Marcy sputtered. Her eyes got all big and round and then her cheeks turned red. “But I don’t—”

“Oh, yes, you do. I know you have that thing, and I want it—”

“But why?”

“You know why. I’d bet a thousand dollars you know exactly why.”

She looked truly flustered then, but didn’t deny either having the damned thing or knowing why he wanted it. She’d come to work for him in the immediate post-Chloe era. He’d been in a truly ugly mood for weeks, and had ended up springing for unscheduled bonuses to her and a handful of other staff members forced to put up with him, as a way of saying he was sorry.

“Okay. I’ll go get it,” Marcy said, turning on her heel and heading out.

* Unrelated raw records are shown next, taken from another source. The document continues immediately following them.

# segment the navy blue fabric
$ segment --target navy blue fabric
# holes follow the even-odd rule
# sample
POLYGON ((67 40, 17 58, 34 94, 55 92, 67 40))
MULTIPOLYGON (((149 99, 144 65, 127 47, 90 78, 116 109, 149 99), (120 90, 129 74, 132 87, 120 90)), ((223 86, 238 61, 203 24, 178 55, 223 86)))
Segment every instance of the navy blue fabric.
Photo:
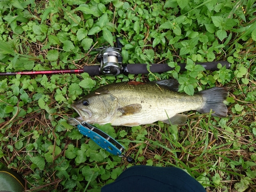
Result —
POLYGON ((182 169, 136 165, 125 170, 101 192, 205 192, 202 185, 182 169))

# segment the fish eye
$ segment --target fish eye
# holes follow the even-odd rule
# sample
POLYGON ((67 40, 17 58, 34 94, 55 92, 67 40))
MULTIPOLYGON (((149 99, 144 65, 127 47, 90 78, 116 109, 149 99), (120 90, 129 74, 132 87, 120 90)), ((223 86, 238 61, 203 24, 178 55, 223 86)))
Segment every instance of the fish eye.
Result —
POLYGON ((87 100, 84 100, 82 101, 82 104, 84 105, 84 106, 88 106, 89 105, 89 102, 87 100))

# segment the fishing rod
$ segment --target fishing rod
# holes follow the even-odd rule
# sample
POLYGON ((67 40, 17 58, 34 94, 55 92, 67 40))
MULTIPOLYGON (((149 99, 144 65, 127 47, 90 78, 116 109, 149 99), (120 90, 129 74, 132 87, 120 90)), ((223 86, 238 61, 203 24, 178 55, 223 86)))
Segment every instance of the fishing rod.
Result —
MULTIPOLYGON (((121 53, 122 45, 120 42, 119 38, 117 39, 117 44, 116 48, 103 47, 94 49, 98 51, 96 58, 100 63, 100 65, 85 66, 83 69, 79 69, 7 72, 0 73, 0 76, 17 74, 32 75, 66 73, 79 74, 85 72, 88 73, 90 76, 101 74, 116 76, 125 72, 132 74, 146 74, 149 73, 150 71, 152 73, 162 73, 174 70, 175 69, 169 67, 167 63, 123 63, 121 53)), ((226 69, 230 67, 230 64, 226 61, 198 62, 196 63, 196 65, 200 65, 206 70, 215 71, 219 70, 217 68, 218 63, 220 63, 222 67, 226 66, 226 69)), ((180 67, 180 71, 186 70, 186 63, 178 63, 177 65, 180 67)))

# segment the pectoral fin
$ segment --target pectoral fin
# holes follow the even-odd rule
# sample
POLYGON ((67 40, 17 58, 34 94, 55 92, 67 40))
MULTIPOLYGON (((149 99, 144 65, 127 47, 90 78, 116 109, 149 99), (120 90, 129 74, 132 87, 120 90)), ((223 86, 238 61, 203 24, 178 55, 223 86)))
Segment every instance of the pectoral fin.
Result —
POLYGON ((163 121, 163 122, 167 124, 170 124, 170 122, 172 124, 185 124, 186 121, 187 116, 182 114, 176 114, 169 119, 163 121))
POLYGON ((129 115, 140 112, 142 109, 140 104, 131 104, 118 109, 122 115, 129 115))

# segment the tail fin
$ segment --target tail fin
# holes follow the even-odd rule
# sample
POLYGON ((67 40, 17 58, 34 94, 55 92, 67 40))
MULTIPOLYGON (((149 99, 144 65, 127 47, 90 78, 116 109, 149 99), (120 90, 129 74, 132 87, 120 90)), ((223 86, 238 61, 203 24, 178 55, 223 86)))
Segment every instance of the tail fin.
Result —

“And don’t you dare tell anyone!” he yelled as she opened the door, his secretary and his secretary’s secretary peering through, looking worried.

Great. Just great.

Marcy came back with the tabloid carefully rolled up tightly so no one could see what it was. At least she was embarrassed to have it. She scowled as she handed it to him, then reached over to type something into his computer.

“You’ll want the tabloid for the photos, but the best written account is here.” She pointed to a blog now up on his computer screen, then retreated from his office in an embarrassed huff.

James glanced through the tabloid photos, grimacing at what he saw, then turned to the blog.